Fascinating to note here that Satisficers often feel happy or ‘satisfied’ with their decisions, while Maximizers tend to feel regretful post decision-making.

I’ll admit that placing ourselves into these two finite categories of decision makers, ‘Satisficers’ V ‘Maximizers’ is not ideal, but it did make me laugh a little when I pondered which categories my husband and I more commonly fitted in to.

It now makes sense why he ruminates on them, and I’m too flippant making them……decisions, that is.

Quality control

There is of course the whole issue of ‘uncertainty’ like an umbrella, overarching all decision.

When making a decision we are inevitably basing it on an event that is yet to take place, so of course the element of the unknown can be enough for some of us to place a decision in the ‘too-hard’ basket, before we’ve really even begun.

Likewise, the notion that once a decision is made, it is somewhat irreversible, can send even the most free-spirited thinker into their quiet corner.

“The truth is that for the most important decisions, there can be no certainty” Malcolm Gladwell ‘Blink’.

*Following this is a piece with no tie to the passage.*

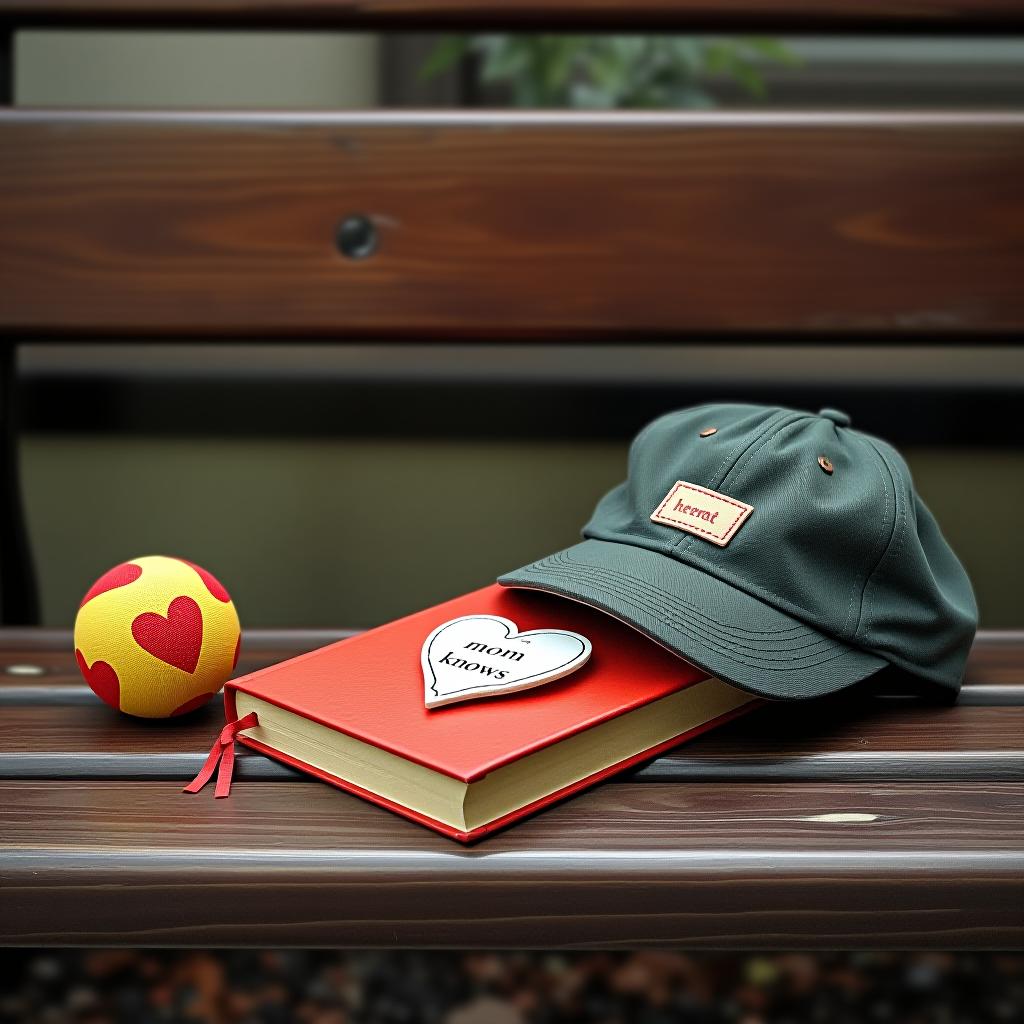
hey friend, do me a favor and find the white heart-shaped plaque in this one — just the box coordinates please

We may think the more time and effort spent making a decision, the better off we’ll be with the outcome.

But Malcolm Gladwell argues in his book ‘Blink’ that sometimes it is those snap decisions, made in the blink of an eye, (still with a degree of education and control), which can be just as valid and ‘good’ as those made cautiously and over time.

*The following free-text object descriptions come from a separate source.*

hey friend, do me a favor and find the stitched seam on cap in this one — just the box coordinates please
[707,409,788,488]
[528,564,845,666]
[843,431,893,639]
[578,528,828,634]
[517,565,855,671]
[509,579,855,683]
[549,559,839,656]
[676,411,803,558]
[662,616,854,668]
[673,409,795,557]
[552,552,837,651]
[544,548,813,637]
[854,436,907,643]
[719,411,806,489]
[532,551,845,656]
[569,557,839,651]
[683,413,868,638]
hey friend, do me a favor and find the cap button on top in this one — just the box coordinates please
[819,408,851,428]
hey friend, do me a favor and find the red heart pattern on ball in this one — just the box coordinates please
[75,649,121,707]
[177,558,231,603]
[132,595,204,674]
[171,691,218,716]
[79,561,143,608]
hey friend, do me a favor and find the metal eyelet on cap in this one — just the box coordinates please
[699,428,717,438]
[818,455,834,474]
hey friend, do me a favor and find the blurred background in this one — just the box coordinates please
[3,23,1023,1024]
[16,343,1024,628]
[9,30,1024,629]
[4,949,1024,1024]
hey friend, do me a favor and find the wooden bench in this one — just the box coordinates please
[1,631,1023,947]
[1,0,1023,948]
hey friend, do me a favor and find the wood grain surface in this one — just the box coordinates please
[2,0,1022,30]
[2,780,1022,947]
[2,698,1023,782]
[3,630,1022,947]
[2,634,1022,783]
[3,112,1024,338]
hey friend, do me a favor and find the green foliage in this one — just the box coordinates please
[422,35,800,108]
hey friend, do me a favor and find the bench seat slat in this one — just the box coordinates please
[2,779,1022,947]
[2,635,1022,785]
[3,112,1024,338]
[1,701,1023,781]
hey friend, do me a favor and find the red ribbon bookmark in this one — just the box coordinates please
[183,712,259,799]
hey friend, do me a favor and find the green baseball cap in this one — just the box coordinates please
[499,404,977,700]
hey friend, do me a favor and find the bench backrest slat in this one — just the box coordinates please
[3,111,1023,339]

Then there is that ‘fifth dimension’, that ‘unexplainable’ part that makes up us. The unconscious, unpredictable, somewhat symbolic responses that can influence our decisions.

We don’t know why we did it really, we just did. Or we come up with an elaborate story to justify our decision, but at the heart of it, we really can’t explain why we did that.

According to Gladwell, “people are ignorant of the things that affect their actions, yet they rarely feel ignorant. We need to accept our ignorance and say ‘I don’t know’ more often.” I like this.

So, what next?

Maybe just accepting that we can’t know or have it all, is the starting point to avoiding a meltdown while making a decision.

Maybe knowing a little better who we are and what ultimately matters to us, can allow us to feel more in control during the decision-making process.

But, as I’ve discovered (yet again…. the hard way) this week, a lot of this doesn’t help a great deal when the decision is not yours alone to make and you live with a ‘Maximizer’.